Jurnalisme warga atau citizen journalism memang telah membuat semua orang
tanpa memandang status atau jabatan, bisa menggunakan media untuk segala jenis
kegiatan kejurnalistikan.
Saya
sering mengikuti berita yang dishare oleh warga di desa atau di daerah
tempat saya tinggal. Saya jadi tahu segala bentuk kegiatan desa yang
tidak saya ketahui sebelumnya. Saya juga sering mengikuti berita luar kota yang
dibagikan begitu saja oleh mereka. Kebanyakan berita tersebut juga termasuk hate
speech atau bahkan hoaks.
Termasuk
berita terkait pengeboman yang terjadi. Saya mengapresiasi kepedulian yang
dilakukan oleh para warga terkait kejadian naas yang menimpa jemaah gereja dan
korban-korban dalam kejadian tersebut.
DaengGassing.com |
Namun
sayangnya, keberadaan jurnalisme warga ini tidak didukung dengan sosialisasi
atau pemahaman terkait bagaimana menjadi jurnalis warga yang beradab dan
cerdas. Tidak ada filter yang bisa menjadi patokan bagi mereka untuk dapat
membedakan mana hate speech, mana hoaks dan mana berita yang mengandung
fakta. Selain itu, tidak ada batasan bagi mereka terkait apa-apa saja yang bisa
bebas dibagikan. Seperti foto-foto korban yang masih berdarah-darah, kehilangan
sebagian anggota tubuh, dan lain sebagainya.
Sebagaimana
yang kita tahu bahwa setidaknya ada 10 elemen jurnalisme yang harus kita pegang
dan terapkan dalam mengakomodasi suatu berita. Kita tidak bisa sembarangan
mengupload atau menyebarkan gambar atau foto korban ke khalayak luas tanpa
memfilternya, menyamarkannya, atau menutup bagian-bagian yang tidak patut
disebarluaskan bahkan tanpa ijin dari keluarga korban.
Sementara
selama ini, citizen journalism yang ada di Indonesia masih banyak
absen terkait hal itu. Kita menggembor-gemborkan dan mengapresiasi kerja
jurnalisme warga akan tetapi lupa memberi pemahaman terkait asas-asas yang
harus dipegang teguh oleh seorang jurnalis kepada para warga tersebut.
Tidak
heran jika selama ini, banyak kasus hate speech yang justru sangat viral
di masyarakat, hoaks yang justru diyakini kebenarannya oleh masyarakat, banyak
foto-foto dan gambar-gambar korban yang harusnya dilindungi privasinya, justru
menjadi konsumsi publik di masyarakat. Hal ini seakan mengerdilkan bangsa kita.

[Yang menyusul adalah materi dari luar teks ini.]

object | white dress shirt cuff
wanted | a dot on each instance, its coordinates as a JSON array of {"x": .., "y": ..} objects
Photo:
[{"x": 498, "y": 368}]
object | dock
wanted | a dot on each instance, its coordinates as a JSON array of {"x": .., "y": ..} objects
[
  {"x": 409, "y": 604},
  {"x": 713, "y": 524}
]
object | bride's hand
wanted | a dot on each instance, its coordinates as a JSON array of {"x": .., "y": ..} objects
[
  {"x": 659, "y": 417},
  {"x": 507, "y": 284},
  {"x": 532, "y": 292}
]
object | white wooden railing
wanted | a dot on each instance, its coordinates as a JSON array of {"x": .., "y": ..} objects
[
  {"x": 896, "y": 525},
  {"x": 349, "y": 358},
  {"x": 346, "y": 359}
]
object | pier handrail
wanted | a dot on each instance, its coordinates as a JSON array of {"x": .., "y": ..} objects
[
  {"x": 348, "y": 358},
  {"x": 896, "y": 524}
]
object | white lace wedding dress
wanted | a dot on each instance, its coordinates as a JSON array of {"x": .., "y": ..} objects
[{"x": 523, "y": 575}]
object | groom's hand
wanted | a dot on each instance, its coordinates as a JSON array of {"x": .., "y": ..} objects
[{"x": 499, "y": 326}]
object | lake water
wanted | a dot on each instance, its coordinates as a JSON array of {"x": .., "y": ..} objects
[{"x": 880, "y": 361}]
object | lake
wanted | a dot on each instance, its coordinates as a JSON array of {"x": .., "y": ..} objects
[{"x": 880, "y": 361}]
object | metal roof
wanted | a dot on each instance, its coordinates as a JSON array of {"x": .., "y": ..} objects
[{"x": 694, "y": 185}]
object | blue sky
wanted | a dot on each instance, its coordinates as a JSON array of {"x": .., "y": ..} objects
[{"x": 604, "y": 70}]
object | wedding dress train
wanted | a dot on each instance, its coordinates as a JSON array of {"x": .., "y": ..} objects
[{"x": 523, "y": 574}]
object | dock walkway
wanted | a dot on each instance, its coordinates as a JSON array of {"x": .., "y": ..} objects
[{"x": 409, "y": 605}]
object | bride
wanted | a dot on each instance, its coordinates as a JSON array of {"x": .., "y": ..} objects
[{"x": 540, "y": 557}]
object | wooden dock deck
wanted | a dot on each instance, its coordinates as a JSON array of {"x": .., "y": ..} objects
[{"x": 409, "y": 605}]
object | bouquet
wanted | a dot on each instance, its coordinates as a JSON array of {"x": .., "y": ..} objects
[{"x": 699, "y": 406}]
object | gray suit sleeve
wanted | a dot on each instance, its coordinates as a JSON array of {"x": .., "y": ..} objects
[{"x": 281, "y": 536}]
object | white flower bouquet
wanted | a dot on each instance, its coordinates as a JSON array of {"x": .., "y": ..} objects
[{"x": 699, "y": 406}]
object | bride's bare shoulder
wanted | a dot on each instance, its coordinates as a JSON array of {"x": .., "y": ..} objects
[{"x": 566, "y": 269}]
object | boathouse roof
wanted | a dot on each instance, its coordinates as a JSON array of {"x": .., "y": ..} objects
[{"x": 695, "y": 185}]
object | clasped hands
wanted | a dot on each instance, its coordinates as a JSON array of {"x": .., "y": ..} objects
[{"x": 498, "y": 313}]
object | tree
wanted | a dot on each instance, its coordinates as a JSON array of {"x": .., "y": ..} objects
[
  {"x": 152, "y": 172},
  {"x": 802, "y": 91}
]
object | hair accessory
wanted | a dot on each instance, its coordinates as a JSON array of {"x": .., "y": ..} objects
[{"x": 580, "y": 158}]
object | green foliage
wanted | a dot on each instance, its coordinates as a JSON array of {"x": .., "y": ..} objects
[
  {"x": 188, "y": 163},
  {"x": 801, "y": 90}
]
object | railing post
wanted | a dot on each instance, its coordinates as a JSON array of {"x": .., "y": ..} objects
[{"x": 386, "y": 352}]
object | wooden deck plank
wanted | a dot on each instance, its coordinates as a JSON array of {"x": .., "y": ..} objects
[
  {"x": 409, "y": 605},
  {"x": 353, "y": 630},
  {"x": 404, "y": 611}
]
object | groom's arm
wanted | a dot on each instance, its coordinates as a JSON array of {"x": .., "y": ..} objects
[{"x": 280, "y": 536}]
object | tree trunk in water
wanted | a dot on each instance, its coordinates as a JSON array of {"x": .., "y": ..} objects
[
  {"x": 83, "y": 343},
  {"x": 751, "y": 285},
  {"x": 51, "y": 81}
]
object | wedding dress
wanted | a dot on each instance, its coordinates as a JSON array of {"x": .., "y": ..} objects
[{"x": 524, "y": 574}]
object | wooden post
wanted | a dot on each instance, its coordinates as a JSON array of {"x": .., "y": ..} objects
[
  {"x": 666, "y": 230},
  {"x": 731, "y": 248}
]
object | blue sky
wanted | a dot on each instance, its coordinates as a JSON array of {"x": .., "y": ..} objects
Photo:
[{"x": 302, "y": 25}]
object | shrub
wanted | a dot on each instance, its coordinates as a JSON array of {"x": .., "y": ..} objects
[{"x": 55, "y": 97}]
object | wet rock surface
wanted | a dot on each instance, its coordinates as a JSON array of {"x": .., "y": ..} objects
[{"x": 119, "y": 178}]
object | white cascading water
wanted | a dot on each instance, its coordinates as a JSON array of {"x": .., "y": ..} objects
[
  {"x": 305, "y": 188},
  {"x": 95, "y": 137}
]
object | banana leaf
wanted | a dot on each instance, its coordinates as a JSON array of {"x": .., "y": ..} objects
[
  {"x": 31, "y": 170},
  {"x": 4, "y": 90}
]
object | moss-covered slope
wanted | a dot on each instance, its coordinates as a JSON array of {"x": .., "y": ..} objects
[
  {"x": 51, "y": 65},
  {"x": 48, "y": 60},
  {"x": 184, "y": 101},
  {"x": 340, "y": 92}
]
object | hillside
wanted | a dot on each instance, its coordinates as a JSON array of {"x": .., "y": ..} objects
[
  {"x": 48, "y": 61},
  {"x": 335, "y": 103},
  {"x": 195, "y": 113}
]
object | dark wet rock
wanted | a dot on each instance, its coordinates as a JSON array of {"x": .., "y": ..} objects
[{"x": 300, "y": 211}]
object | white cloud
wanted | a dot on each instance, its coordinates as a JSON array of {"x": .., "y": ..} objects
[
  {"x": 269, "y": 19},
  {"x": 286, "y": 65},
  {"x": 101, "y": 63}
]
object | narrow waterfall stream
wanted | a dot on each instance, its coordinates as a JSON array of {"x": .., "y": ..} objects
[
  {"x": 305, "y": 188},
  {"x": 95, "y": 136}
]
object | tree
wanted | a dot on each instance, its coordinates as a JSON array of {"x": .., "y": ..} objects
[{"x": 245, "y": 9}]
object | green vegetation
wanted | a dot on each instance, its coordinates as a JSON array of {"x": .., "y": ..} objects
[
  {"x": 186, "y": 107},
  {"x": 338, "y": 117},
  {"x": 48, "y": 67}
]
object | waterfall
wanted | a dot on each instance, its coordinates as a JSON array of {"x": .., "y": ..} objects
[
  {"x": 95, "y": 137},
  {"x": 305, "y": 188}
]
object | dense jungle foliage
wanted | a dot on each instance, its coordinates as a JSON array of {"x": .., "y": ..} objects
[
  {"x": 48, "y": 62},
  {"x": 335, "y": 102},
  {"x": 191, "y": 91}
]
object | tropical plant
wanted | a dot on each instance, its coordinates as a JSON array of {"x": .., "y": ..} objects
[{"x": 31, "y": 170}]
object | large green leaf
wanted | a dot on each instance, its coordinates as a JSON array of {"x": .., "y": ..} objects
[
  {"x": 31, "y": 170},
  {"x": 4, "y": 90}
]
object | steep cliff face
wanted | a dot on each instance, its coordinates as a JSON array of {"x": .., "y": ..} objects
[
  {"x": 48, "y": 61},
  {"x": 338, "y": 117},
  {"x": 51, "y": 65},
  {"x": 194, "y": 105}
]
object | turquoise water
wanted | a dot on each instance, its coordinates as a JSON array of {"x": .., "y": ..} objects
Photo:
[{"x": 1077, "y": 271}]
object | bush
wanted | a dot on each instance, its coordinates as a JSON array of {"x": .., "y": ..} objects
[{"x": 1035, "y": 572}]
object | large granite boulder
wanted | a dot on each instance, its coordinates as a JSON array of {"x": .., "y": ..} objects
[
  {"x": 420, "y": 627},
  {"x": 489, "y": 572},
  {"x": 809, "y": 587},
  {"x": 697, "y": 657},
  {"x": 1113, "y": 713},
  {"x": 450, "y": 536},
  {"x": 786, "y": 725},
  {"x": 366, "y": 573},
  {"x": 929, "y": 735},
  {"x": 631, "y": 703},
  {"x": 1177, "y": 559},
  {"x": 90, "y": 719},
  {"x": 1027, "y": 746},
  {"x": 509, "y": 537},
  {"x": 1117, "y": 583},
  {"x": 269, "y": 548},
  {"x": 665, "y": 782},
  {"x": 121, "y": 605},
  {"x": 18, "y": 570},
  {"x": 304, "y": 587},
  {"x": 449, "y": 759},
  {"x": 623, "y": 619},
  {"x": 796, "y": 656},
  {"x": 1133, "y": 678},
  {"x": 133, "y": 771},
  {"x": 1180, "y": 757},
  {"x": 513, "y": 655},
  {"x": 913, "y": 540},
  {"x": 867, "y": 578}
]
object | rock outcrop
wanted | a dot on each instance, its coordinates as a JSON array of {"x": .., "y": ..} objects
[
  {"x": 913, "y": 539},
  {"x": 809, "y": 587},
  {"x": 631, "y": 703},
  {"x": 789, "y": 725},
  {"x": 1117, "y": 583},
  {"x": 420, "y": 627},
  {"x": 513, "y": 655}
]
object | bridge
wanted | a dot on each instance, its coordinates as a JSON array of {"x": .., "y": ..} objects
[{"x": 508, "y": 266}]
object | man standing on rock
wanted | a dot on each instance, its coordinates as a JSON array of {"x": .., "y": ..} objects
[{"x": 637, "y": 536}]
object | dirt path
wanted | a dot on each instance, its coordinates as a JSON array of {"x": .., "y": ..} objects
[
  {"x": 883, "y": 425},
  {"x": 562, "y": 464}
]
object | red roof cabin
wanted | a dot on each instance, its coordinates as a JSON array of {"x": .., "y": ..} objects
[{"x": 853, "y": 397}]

Kenapa? karena hal-hal tersebut menjadi pembenar tidak adanya empati dalam diri
masyarakat Indonesia. Di sisi lain juga membuat keluarga korban semakin
terpuruk, tidak nyaman dan tersudutkan.
Media
dan jurnalisme warga adalah dua mata pisau yang sama-sama tajam. Ia bisa
menjadi pemersatu bangsa, tapi juga bisa menjadi pemecah belah bangsa. Ia bisa
membantu kita mencapai kebenaran, menemukan keadilan untuk mereka yang rentan. Tapi
di sisi lain ia juga bisa mengantarkan kita pada jalan yang salah, jalan yang
membuat korban kehilangan ruang bicara dan makin banyak tercerabut hak-haknya.